Hello.
I have a problem. It is a very complicated problem. I understand that It is hard to give an advice without looking into the sources. But I am stuck and need some ideas in ‘brainstorm’ format as an input for me. So, here is the problem:
There are many tests from sel4test suit are working. This is how does it look like:
http://pastebin.com/vvnDaUe9
Unfortunately, I found several configurations of the tests, which causes crashes with stable and different symptoms. One of them is looking following:
11 #include
12 #include "../test.h"
13 #include "../helpers.h"
14
15 #define MIN_EXPECTED_ALLOCATIONS 100
16
17
18
19
20
21
22
23 int test_allocator(env_t env)
24 {
25 /* Perform a bunch of allocations and frees */
26 vka_object_t endpoint;
27 int error;
28
29 for (int i = 0; i < MIN_EXPECTED_ALLOCATIONS; i++) {
30 error = vka_alloc_endpoint(&env->vka, &endpoint);
31 test_assert(error == 0);
32 test_assert(endpoint.cptr != 0);
33 vka_free_object(&env->vka, &endpoint);
34 }
35
36 return sel4test_get_result();
37 }
38 DEFINE_TEST(TRIVIAL0001, "Ensure the allocator works", test_allocator)

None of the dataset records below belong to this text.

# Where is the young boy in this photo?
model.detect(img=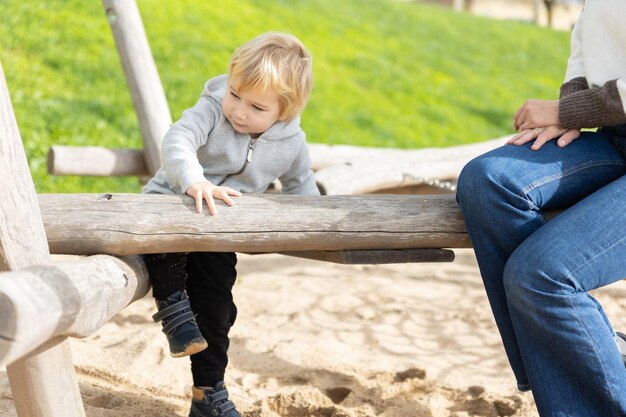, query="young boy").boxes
[143,32,319,417]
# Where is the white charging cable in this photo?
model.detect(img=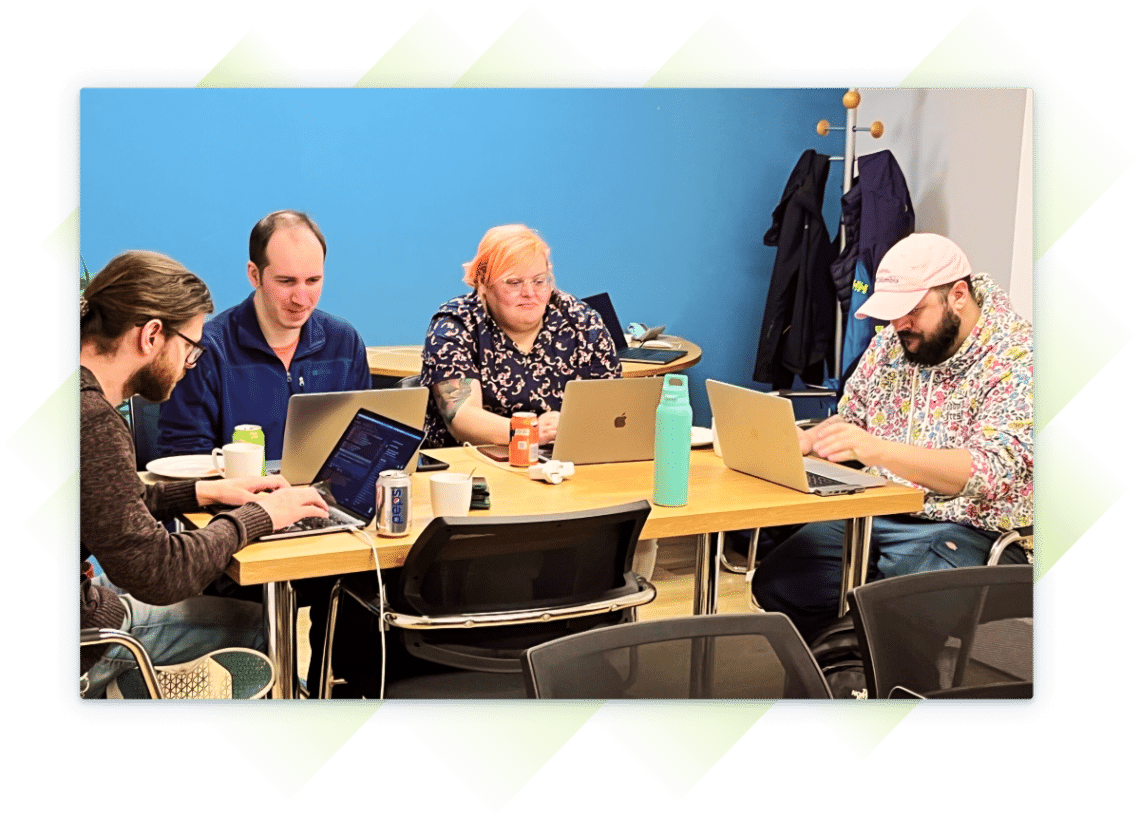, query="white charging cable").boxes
[346,529,388,699]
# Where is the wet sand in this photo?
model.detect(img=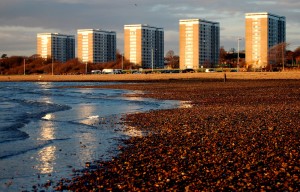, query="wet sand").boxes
[56,78,300,191]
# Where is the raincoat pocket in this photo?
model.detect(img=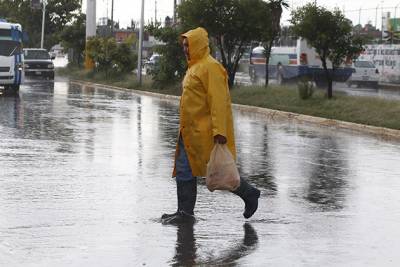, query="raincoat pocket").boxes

39 DEFINE_TEST(TRIVIAL0002, "Ensure the allocator works more than once", test_allocator)
as you might see, this is little bit modified version of trivial.c tests. Usual, when I am testing all tests, there is no problem with this test. But when I am running this file alone, I have a problem. Also, you might see, that there are several free lines with numbers from 16 to 22. I made this not accidental, it is a source of error. If the test_allocator(env_t env) is lockated in the 23rd line, this tests has no problem. But if I add one more free line, I have an error like this:
Starting test suite sel4test
Starting test 0: TEST_TRIVIAL0001
TEST_TRIVIAL0001
726:trap!, address error on store!
$0 : 0 fffffff8 7 10089000
$4 : 6a6ffc 3f 0 ffffffff
$8 : 1 7 1 20
$12 : 70f 0 2 6ae
$16 : 6a6ffc 5a6a50 ffffff30 6a6ffc
$20 : 3f 5a6e58 5a6a50 6a6fdc
$24 : 20 41bab0 0 0
$28 : 0 100848d8 fffffffe 41faf0
Hi : 20
Lo : 0
epc : 41f818
fi : 41f814
ra : 41faf0
Status: 20000002
Cause : 414
Config: 80008482
BadVaddr: f
which means, that the test-drivers (I know the ASID) tries to store something to the address 0x0000000f by the instruction located in the 0x41f818 (EPC). Also, it is failed before the starting of trivial.c test!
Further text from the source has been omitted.